Traditional organizing methods work in certain sectors. But when it comes to the 21st-century and technology and the tools that we have, I try to make it fashionable, cool-looking. You know, a lot of people still assume that I’m rapping even though I haven’t rapped in over a decade. I still play around with it, though. I try to get labor into different conversations, different spaces, and make it appealing to the younger generations. They’re the ones that are gonna lead the way.

Since I crashed the Met Gala, even those who weren’t aware who I was, now I’m hearing from people in the fashion industry, designers, NBA players, celebrities.… It’s good to see that, as rich as some of these people may be, they understand the power of labor organizing. That’s something that has been [missing] for a long time.

Amazon says their number-one principle is, “Work hard, have fun, and make history.” We used to joke around, “You’ll work hard at Amazon, and the history is when you get fired.” And of course, it’s not really fun. We have to really uphold that principle and make it fun. And the history we’re making? That’s getting organized.

SF: You write, “We also understand now that there are many people who have swallowed the lie that you’ll lose what you have if you care for others.” How do you try to convince people that leading with care is the only way forward in a culture that really encourages looking out for and protecting one’s own at the cost of others?

CS: I tell my organizers, just because we’re radicalized, doesn’t mean that the next person is. I got radicalized six years ago. I had the fight in me my whole life, but I got radicalized in the sense of collective power when Amazon fired me. But that doesn’t mean other people are going to feel the same way. It’s important not to approach other people with the attitude that they should do this because you know better.

It starts with befriending people. Build a relationship, earn their trust. Know what’s going on with their families, their loved ones, what schools their kids go to. You’ve always got to meet people where they’re at. Make it personal. How do you relate? Pay attention to the details, then show you care about them. That one person, that one story, might be the one that changes everything.

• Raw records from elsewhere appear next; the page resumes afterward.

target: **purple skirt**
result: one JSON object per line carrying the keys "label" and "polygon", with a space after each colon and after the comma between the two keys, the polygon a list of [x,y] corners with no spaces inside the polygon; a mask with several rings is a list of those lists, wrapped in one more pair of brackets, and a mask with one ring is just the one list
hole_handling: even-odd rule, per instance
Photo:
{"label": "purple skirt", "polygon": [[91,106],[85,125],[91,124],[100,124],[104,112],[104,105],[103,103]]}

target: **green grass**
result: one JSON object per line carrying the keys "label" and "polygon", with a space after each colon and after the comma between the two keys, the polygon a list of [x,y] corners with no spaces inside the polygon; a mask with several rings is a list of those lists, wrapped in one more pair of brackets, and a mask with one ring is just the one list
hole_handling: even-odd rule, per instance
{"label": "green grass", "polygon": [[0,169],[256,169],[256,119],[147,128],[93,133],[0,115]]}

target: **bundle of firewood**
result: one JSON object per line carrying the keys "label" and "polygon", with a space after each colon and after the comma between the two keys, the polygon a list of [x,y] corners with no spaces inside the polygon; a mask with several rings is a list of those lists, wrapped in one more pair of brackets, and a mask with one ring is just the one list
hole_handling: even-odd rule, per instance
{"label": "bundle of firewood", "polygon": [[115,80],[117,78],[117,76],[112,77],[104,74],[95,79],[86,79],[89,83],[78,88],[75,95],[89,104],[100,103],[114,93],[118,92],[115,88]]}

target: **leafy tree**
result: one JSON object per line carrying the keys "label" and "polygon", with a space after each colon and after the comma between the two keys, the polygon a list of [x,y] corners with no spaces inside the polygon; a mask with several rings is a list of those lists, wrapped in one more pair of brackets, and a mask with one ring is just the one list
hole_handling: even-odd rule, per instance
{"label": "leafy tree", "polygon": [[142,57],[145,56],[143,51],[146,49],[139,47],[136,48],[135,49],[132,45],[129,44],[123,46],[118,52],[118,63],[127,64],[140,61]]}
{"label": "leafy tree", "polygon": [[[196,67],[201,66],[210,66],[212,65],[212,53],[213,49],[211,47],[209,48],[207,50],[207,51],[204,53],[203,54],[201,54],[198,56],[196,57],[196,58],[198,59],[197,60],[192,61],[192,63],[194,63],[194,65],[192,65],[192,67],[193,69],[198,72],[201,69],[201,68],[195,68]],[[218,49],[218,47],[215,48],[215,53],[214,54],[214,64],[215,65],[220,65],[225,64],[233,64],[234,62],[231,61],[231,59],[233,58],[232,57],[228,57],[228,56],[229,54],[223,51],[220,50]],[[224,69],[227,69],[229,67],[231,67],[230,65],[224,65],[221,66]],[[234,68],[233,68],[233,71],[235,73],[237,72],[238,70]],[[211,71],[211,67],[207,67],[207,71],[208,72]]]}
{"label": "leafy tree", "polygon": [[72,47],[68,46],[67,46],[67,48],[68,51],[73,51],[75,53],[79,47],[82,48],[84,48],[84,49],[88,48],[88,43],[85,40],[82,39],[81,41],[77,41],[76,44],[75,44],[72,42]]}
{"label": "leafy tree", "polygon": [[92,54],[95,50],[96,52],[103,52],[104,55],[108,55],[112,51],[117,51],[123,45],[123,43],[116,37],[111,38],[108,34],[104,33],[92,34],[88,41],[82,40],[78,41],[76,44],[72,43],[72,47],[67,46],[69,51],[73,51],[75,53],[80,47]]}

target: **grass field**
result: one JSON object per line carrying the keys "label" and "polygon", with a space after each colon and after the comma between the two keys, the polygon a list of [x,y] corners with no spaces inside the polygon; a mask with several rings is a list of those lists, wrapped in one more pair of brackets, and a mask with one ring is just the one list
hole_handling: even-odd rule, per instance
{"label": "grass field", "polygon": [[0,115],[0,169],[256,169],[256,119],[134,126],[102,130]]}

One day there was a worker that had high blood pressure—a common thing at Amazon—and he asked Amazon to get him an Uber so that he could get to his hospital, which was 45 minutes away. Amazon refused. So he came out to where we set up shop at the tent across the street from the building. He told me what happened, and I said, “Let’s get you an Uber right away.” We didn’t have much money, but we did it anyway. Next day, when he came back, he said, “You guys saved my life.” The hospital took him right in because his blood pressure was so high. They told him if he hadn’t been seen right away, he might’ve had a stroke. He became our biggest advocate in the building, screamed at the top of his lungs every day that everyone needed to sign up for the union because we actually care about people.

The best accountability is availability. If we weren’t available to have that conversation, that would’ve been a huge missed opportunity.

There’s always something to fight for. And we’ve got to do it with love and solidarity.

Sara FranklinSara B. Franklin is a writer and professor at NYU Gallatin. She lives with her children in Kingston, New York.